За эти полтора года мне удалось обследовать около ста тридцати больных и получить научные данные по теме. Я пришёл к очень интересным результатам. Любой человеческий орган, несмотря на материальные изменения (отёк, кровоизлияние), длительное время, иногда до двух-трёх месяцев, сохраняет нормальные функции, что говорит об огромном запасе резервных механизмов. Диссертацию «Связь между слепым пятном и зрительным нервом при заболеваниях центральной нервной системы» я закончил в 1957 году и защитил её в 1958, поступив в ординатуру 1 октября 1955 года. На эту работу у меня ушло два года и два месяца. Защита прошла нормально, несмотря на то, что, по мнению некоторых офтальмологов, в ней была кое-какая ересь.

- Что изменилось в вашей жизни после защиты диссертации?

- Я сразу стал искать работу. В Ростове работы не было - глазных врачей больше, чем нужно, многие работают на полставки. Все места заняты, каждый ждет вакансии, а она может появиться, если кто-то уйдет на пенсию. Первое время, месяцев восемь, я работал ординатором в ростовской областной больнице. Наконец случайно встретился с женщиной, вместе с которой учился в ординатуре. Теперь она работала в Чебоксарах. Она мне предложила ехать к ним в филиал института Гельмгольца, где как раз нужен был заведующий клиническим отделением. У них имелись небольшие научные лаборатории и связь с Москвой. Она меня убедила. Я подал туда на конкурс, приехал в Чебоксары и получил в своё распоряжение глазное отделение.

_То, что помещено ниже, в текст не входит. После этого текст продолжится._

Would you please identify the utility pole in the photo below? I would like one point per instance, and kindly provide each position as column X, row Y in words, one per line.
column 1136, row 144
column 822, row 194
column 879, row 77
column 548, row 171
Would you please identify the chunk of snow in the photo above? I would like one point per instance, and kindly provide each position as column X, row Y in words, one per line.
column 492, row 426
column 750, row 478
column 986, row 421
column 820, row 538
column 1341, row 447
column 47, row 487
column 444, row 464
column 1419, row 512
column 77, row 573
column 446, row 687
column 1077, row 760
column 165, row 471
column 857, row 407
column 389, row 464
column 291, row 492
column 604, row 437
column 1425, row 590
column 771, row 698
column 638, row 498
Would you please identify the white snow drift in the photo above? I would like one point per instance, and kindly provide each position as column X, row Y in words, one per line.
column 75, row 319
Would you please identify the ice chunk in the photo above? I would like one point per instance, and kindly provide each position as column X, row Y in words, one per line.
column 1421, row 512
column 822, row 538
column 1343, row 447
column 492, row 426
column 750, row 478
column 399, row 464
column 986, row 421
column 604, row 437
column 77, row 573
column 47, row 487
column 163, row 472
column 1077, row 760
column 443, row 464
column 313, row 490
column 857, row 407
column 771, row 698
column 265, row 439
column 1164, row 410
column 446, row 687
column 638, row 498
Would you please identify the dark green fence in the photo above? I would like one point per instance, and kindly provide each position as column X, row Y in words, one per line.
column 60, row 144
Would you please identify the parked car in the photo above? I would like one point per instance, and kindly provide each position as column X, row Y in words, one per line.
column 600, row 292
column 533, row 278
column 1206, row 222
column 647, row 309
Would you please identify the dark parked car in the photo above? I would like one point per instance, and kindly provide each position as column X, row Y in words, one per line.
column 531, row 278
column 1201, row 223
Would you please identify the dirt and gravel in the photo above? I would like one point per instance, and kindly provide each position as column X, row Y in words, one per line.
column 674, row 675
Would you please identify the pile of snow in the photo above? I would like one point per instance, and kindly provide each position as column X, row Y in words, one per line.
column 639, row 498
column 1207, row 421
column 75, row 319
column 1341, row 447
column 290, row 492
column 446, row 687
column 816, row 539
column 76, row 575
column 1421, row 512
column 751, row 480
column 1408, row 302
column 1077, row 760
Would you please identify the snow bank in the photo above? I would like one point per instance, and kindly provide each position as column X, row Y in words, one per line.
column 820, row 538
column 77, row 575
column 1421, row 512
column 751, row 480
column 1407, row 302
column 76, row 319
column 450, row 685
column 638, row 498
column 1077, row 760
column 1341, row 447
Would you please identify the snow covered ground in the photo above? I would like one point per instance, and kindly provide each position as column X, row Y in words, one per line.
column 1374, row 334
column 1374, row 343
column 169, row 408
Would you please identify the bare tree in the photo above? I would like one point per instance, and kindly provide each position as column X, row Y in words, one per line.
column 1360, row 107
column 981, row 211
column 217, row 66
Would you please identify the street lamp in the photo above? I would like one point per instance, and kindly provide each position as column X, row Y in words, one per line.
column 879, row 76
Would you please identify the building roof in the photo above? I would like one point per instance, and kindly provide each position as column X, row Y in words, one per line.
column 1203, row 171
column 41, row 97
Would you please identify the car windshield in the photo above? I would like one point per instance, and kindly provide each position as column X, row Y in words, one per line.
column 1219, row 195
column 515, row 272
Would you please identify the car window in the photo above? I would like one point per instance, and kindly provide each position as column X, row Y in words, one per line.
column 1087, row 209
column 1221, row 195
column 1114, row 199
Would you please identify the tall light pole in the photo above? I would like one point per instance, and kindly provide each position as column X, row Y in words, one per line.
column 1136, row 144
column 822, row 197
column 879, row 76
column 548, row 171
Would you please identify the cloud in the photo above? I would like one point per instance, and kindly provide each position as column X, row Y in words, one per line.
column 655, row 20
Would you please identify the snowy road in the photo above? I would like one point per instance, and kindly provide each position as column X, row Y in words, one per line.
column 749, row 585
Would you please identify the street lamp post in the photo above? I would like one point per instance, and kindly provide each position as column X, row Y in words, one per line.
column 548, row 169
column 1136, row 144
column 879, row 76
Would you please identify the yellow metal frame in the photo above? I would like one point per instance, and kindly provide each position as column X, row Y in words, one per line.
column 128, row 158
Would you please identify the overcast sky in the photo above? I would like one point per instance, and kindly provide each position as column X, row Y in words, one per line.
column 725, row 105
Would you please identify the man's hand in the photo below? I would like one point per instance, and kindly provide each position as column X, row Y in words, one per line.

Там было два отделения: хирургическое и трахомотозное. Трахома меня не волновала. Заболевание неинтересное и лечение консервативное. А хирургия привлекала. Здесь, в Чебоксарах, я пытаюсь создать новые инструменты, езжу по заводам. Там был неплохой электроаппаратный завод с проектно-конструкторским бюро и прекрасными мастерами. Мы жили в маленькой квартирке из двух комнатушек, находившейся во дворе нашего института. Мне часто не спалось по ночам. Мучила мысль, что опять что-то делаю не так, повторяю чужие идеи. В одну из бессонных ночей пришло решение серьезно заняться гистохимией. Создать мощную лабораторию для исследования глаза на молекулярном уровне, узнать, с чего начинается процесс помутнения: с нарушения в ферментах, в белках или проблема в окислительных процессах? Эта идея меня тогда завела, и наутро, после очередной ночи размышлений, я помчался в библиотеку и взял книгу Пирса «Гистохимия». Но быстро понял, что у нас в Чебоксарах идея создания такой лаборатории вряд ли осуществима - невозможно достать наборы химикатов, они были очень дорогие, один грамм стоил пятьдесят тысяч. Это меня остановило. Через месяц я наткнулся на статью в иностранном журнале, где говорилось о том, что во время операции экстракции катаракты можно заменить хрусталик глаза. Я стал искать и нашёл ещё несколько статей по этой теме, все иностранные, но была одна и наша. Хрусталики имплантировали в Англии - доктор Ридли, в Голландии - врач Бинхорст. Я тоже решил попробовать их сделать. Тем более что фотографии хрусталиков у меня имелись и размеры их были ясны. С этой идеей я пошел к заместителю директора филиала Цилии Юзефовне Каменецкой. Она посмотрела на меня, как на инопланетянина, полагая, что это абсолютно нереально: если уж в Москве не делают, то в Чебоксарах это совершенно невозможно. Такая реакция меня не остановила, я помчался по всем городским лабораториям. В одной из них Бессонов пообещал сделать линзочку - искусственный хрусталик. Взяв за основу шарикоподшипник, он сделал подобие штампа; выдавил одну поверхность, другую, и, если между этими поверхностями вставляли кусочек пластмассы и нагревали его, получалась линзочка. Первая вышла малопрозрачной и корявой и, конечно, нигде не использовалась».

Автобиография (интервью с С.Н. Фёдоровым), в Сб.: Святослав Фёдоров. 600 тысяч часов полёта. Книга памяти, М., «Фонд развития передовых медицинских технологий имени Святослава Фёдорова», 2002 г., с. 27-31.